With its army of resellers whose livelihoods are dependent on delivering unique results for SMB companies, Sage can, in some ways, better focus on the customer experience and the customization and integration that make it possible.  In the end, the SMB space might be a classic example of the free market in action where numerous vendors make best fit solutions at specific low price points.  If anything, the partner channel is most likely Sage’s secret sauce and a strong barrier to entry for competition which accounts for why this company that grew by acquisition is such a tough and successful competitor.

Comments
  1. Jason C says:

    I think you give Sage far too much credit here. This is an industry aggregator run primarily for the benefit of sharholders, not customrs. As a potential investor, I admire their business model. As a potential customer, I’d run from them. Their growth comes almost entirely via acquisitions, with organic growth rarely above the low to mid single digits.

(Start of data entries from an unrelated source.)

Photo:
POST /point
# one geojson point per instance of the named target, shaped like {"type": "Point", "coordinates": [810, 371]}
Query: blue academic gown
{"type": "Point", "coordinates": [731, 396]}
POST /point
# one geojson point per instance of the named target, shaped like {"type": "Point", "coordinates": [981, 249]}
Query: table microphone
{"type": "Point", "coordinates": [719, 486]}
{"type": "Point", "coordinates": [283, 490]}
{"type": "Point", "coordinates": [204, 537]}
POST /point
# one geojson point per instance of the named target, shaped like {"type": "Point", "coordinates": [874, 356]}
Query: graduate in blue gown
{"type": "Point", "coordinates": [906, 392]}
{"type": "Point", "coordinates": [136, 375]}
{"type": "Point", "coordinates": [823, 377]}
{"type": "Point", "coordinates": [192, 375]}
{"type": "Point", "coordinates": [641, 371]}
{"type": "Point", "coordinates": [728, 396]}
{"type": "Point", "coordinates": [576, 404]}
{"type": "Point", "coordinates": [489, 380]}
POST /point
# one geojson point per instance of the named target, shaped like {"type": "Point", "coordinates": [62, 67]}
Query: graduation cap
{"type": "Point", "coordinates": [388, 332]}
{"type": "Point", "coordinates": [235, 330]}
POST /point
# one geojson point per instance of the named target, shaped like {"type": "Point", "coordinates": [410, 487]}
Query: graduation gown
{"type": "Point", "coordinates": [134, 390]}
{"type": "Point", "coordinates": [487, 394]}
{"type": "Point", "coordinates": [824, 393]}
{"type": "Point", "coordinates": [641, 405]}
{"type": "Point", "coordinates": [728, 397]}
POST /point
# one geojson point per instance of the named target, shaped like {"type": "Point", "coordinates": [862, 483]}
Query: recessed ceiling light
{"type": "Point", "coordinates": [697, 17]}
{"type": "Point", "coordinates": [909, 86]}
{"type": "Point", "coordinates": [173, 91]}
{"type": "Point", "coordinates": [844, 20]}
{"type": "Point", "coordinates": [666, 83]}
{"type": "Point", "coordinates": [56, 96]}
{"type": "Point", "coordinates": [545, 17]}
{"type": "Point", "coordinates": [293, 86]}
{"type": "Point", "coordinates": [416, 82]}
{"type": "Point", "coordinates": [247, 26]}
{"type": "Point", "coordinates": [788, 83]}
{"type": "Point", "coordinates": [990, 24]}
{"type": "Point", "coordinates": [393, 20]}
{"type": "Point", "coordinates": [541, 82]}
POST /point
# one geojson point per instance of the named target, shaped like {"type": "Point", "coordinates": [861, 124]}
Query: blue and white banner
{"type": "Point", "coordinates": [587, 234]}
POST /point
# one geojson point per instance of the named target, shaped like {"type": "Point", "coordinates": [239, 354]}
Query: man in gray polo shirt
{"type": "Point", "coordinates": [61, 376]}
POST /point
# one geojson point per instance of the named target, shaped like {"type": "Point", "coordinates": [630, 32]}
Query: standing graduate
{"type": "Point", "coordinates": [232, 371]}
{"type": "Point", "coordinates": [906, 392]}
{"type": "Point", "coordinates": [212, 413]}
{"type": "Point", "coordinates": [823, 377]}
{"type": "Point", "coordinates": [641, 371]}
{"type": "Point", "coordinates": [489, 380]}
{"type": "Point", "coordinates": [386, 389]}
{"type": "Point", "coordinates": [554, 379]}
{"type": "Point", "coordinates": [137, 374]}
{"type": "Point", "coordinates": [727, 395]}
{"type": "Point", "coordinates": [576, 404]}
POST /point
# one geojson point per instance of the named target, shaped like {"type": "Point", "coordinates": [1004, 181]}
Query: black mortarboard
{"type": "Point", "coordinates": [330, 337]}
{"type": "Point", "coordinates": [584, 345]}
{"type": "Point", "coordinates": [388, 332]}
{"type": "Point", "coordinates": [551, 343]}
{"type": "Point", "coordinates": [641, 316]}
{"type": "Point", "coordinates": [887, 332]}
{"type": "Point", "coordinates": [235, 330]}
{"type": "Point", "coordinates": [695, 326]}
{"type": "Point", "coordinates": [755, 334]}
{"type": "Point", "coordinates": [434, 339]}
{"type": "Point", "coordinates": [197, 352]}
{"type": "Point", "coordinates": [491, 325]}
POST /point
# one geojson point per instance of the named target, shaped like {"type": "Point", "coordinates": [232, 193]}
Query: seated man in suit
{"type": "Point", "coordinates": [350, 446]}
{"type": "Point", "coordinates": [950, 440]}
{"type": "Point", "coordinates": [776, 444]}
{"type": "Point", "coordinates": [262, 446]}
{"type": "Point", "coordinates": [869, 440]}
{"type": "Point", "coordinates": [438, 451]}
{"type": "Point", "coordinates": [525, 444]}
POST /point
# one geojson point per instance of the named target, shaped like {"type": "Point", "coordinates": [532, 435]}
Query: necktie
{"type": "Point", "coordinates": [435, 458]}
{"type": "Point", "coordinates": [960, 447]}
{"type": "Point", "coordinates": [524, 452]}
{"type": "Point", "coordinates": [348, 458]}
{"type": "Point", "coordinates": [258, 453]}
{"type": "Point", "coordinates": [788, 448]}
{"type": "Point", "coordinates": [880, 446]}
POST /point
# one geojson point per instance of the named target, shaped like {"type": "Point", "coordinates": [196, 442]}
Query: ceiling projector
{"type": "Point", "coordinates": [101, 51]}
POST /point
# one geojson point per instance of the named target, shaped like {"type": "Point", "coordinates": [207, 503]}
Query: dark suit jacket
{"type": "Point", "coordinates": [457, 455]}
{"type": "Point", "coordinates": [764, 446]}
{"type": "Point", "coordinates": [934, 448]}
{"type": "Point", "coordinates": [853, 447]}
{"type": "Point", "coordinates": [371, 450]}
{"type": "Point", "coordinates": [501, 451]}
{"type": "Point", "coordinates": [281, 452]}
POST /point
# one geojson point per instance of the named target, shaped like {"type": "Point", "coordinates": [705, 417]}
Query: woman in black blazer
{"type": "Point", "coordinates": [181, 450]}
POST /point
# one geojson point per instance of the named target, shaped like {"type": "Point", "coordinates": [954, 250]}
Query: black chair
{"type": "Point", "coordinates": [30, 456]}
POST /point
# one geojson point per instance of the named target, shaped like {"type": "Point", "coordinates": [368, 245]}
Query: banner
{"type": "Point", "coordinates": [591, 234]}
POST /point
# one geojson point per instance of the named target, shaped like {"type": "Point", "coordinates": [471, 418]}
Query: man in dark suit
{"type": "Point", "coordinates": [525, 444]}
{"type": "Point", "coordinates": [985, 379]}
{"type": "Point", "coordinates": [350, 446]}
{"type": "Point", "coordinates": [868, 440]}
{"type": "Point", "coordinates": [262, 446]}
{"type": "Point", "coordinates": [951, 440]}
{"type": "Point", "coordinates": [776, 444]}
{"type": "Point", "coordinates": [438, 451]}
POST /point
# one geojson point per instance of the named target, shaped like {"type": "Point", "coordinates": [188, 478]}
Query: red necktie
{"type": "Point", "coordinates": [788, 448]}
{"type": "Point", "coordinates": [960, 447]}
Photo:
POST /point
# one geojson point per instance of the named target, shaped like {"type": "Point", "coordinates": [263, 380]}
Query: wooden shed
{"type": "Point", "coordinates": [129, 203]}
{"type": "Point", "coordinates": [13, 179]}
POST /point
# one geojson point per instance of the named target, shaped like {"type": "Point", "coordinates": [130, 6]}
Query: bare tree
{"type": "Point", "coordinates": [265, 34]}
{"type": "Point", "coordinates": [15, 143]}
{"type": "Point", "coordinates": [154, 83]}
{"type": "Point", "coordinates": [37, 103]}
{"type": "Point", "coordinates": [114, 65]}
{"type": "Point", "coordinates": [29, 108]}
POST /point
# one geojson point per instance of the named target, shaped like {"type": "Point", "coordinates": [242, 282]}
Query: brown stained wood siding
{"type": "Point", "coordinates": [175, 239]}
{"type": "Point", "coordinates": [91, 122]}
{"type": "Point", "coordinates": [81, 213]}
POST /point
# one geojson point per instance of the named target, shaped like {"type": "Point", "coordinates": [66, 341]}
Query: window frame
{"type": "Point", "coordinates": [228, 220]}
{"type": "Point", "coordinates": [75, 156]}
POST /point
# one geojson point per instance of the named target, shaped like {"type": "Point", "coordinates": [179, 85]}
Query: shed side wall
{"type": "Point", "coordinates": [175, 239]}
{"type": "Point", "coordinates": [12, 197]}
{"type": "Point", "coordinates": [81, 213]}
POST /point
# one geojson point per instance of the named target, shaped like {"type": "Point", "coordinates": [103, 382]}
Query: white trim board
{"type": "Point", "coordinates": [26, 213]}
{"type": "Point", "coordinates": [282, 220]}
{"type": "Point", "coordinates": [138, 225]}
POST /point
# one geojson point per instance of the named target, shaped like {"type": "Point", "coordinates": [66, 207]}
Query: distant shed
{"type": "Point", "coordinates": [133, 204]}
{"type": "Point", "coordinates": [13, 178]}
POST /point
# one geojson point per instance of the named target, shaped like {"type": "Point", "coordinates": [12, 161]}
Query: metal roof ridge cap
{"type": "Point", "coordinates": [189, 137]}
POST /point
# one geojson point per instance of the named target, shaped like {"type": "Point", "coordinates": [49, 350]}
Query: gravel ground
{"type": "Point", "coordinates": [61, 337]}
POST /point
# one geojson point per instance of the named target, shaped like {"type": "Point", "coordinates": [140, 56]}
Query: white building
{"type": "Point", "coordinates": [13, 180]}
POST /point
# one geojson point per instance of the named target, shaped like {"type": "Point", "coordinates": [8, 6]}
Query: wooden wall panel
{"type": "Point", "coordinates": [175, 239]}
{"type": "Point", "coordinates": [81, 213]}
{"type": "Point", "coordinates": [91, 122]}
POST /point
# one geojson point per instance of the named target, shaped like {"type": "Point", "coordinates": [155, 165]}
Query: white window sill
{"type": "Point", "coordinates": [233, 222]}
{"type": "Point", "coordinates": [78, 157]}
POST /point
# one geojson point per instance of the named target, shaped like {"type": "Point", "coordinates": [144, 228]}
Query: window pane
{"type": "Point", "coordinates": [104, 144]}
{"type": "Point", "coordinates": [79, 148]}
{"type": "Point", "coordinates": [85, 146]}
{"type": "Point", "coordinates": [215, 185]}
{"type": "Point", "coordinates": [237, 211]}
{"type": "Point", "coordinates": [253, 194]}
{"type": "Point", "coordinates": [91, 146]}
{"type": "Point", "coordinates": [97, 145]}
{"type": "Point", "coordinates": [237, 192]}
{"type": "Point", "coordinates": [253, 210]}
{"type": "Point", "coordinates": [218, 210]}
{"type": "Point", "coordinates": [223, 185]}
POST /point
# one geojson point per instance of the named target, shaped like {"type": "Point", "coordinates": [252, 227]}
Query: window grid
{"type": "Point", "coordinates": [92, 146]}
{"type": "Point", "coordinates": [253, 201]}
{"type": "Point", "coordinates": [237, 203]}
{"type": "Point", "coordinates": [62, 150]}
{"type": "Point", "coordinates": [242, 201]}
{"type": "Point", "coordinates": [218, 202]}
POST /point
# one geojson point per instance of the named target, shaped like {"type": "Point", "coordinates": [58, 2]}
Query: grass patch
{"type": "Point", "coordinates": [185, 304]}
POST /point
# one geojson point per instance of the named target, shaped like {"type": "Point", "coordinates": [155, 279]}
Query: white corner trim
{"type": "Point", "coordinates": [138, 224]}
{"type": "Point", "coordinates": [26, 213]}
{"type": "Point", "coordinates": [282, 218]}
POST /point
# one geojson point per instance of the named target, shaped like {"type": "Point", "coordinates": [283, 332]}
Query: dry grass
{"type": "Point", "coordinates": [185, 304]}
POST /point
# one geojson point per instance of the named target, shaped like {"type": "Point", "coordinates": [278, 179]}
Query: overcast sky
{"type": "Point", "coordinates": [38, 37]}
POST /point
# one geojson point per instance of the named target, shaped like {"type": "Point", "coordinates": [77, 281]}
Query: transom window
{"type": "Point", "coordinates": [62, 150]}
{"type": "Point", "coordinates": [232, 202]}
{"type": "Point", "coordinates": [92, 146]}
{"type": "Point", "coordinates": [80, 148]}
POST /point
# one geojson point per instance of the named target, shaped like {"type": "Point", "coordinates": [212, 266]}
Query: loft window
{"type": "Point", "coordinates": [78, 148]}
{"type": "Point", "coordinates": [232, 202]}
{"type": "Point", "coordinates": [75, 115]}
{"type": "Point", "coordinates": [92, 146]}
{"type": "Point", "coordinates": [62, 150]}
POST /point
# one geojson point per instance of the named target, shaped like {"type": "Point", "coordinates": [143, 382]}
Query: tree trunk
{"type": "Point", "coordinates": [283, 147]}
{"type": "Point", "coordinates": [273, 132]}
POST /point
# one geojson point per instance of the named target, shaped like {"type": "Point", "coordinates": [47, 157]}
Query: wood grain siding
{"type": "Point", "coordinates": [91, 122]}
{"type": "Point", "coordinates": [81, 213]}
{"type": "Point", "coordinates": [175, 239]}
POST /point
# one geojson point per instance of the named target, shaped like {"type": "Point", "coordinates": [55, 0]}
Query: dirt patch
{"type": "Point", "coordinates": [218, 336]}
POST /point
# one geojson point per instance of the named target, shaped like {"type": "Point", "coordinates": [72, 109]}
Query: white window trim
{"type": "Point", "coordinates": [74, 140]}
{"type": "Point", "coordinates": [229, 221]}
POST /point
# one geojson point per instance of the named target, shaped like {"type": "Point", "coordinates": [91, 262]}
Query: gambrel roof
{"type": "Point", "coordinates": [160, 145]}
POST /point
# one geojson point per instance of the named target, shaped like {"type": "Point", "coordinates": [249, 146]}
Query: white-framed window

    During their latest six month reporting period the global CRM revenue for Sage was some 34 million Pounds, or just under $70 million. Here’s a quick research exercise for you. Go to http://www.sec.gov and pull up some old filings from Interact Commerce (the acquisition where Sage got SalesLogix and ACT!). You’ll find that in Interact’s last two quarters as a public company they delivered some $61 million in CRM related revenues. That was in 2000. So in seven years Sage has grown that figure by $9 million (including the addition of Accpac CRM revenue). I’m not very impressed.

    They have utterly failed to take advantage of the apparent integration opportunities before them. Go back about 5 years and they were boasting about the cross sell opportunity they had with offering CRM to their various accounting customer bases. Financial analysts were reporting it was in excess of a $1 billion opportunity, and boosting Sage’s share price as a result.

    Am I correct in assuming that your list of “companies I like” are also companies who are your clients? If so, good for Sage. They could use some of your thinking.

  2. Thanks for the insightful post David.

    It is interesting that the M in SMB definately need a partner to implement the solution, I am not sure that the S does. Perhaps a generic remote-sold solution works there because of the cost of service vs. volume argument.

    Do you know what the economic mode of the channel distribution is? Who gets which bit of the value? Do partners have any “protection” in this regard? Do they, like Salesforce.com seems intent to do, charge partners for participation or do they encourage them by direct and indirect methods.

    Any idea what the wholesale vs. retail markup of products are and how they avoid channel conflict.